Cooling and heating loads of a hospital are enormous compared to buildings in most other sectors. This is due to the need of airtight sterile environments within most departments of the hospital which negates the possibility of natural ventilation. In order to keep cooling loads down, shading devices, specialised glass designed for high reflectivity and minimal heat gain, the use of green refrigerants as well as high reflectivity or low absorptive exterior finishes can be adopted to keep out heat.
Besides, healthcare facilities should also provide efficient water usage systems that are both clean to use and rely heavily on recycled water intended for non-human usage such as irrigation, cooling tower make-up, flushing and so on. Technology is constantly evolving, and water- less and water-efficient sanitary fixtures are the order of the day. The recharging of ground water is another vital feature that is important both in term of short-term and long-term benefits to the facility, as well as to society as a whole.
RSMS follows a biophilic design model which means that the company focuses on the interconnections between nature on the one side and the user triad of patientcaregiver- attendant.
The harnessing of solar energy for heat as well as power is an important ecological consideration. While we are harnessing solar energy as an important source of water heating in all our projects, we are constantly incorporating newer technologies to use solar energy for lighting and power generation as well. This proves vastly economical for the user in the long run, due to large savings on running costs, and additional incentives and encouragement provided by governments.
What kind of technology do you use while designing of healthcare building?
At RSMS Architects, we use Building Information Modelling or BIM as a vital tool in understanding and solving design problems as well as understanding how our buildings will work, even before they are built.

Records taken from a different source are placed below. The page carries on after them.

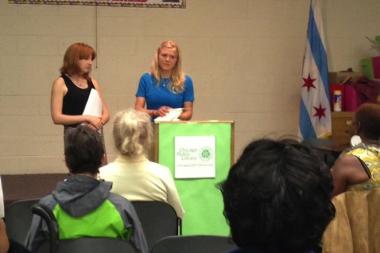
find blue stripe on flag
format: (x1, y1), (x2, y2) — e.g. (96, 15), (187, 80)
(307, 4), (330, 99)
(300, 100), (317, 140)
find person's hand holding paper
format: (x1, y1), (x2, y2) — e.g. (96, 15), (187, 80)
(154, 108), (183, 122)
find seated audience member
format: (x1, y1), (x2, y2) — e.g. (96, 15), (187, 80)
(100, 109), (184, 218)
(221, 139), (335, 253)
(331, 103), (380, 196)
(26, 125), (148, 253)
(323, 104), (380, 253)
(0, 177), (9, 253)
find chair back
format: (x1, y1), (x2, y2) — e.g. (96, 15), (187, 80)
(32, 204), (136, 253)
(132, 201), (181, 248)
(5, 199), (39, 245)
(151, 235), (237, 253)
(57, 237), (137, 253)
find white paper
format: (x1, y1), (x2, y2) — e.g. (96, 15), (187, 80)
(174, 136), (215, 178)
(0, 176), (4, 218)
(82, 89), (103, 117)
(154, 108), (183, 122)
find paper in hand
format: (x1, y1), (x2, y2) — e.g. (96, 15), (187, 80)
(154, 108), (182, 122)
(82, 89), (103, 117)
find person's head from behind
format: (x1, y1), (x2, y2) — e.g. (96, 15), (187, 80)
(113, 108), (153, 158)
(354, 103), (380, 141)
(60, 42), (96, 78)
(220, 139), (335, 253)
(65, 125), (104, 175)
(151, 40), (185, 92)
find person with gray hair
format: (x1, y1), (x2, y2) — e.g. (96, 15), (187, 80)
(99, 108), (184, 218)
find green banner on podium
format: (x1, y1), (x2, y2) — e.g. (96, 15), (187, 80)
(155, 121), (234, 235)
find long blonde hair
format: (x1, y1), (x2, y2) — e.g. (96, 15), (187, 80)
(113, 108), (153, 158)
(150, 40), (185, 92)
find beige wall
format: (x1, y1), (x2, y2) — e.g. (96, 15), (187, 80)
(0, 0), (380, 174)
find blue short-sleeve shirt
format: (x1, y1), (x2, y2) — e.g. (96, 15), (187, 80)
(136, 73), (194, 110)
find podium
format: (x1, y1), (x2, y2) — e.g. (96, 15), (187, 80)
(153, 121), (234, 236)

The body of a hospital, much like the human anatomy is made of a maze of service lines, the majority of which like the human body are below the surface, unseen by the naked eye. HVAC ducts, piping and conduiting for various services such as water supply, fire fighting, electricity and medical gas all need to be designed into a tight fit in order to provide ease of construction as well as ease of maintenance. Like parts of a jigsaw puzzle, our design methodology uses BIM to work this myriad array of services into ceiling spaces, service shafts and service cores.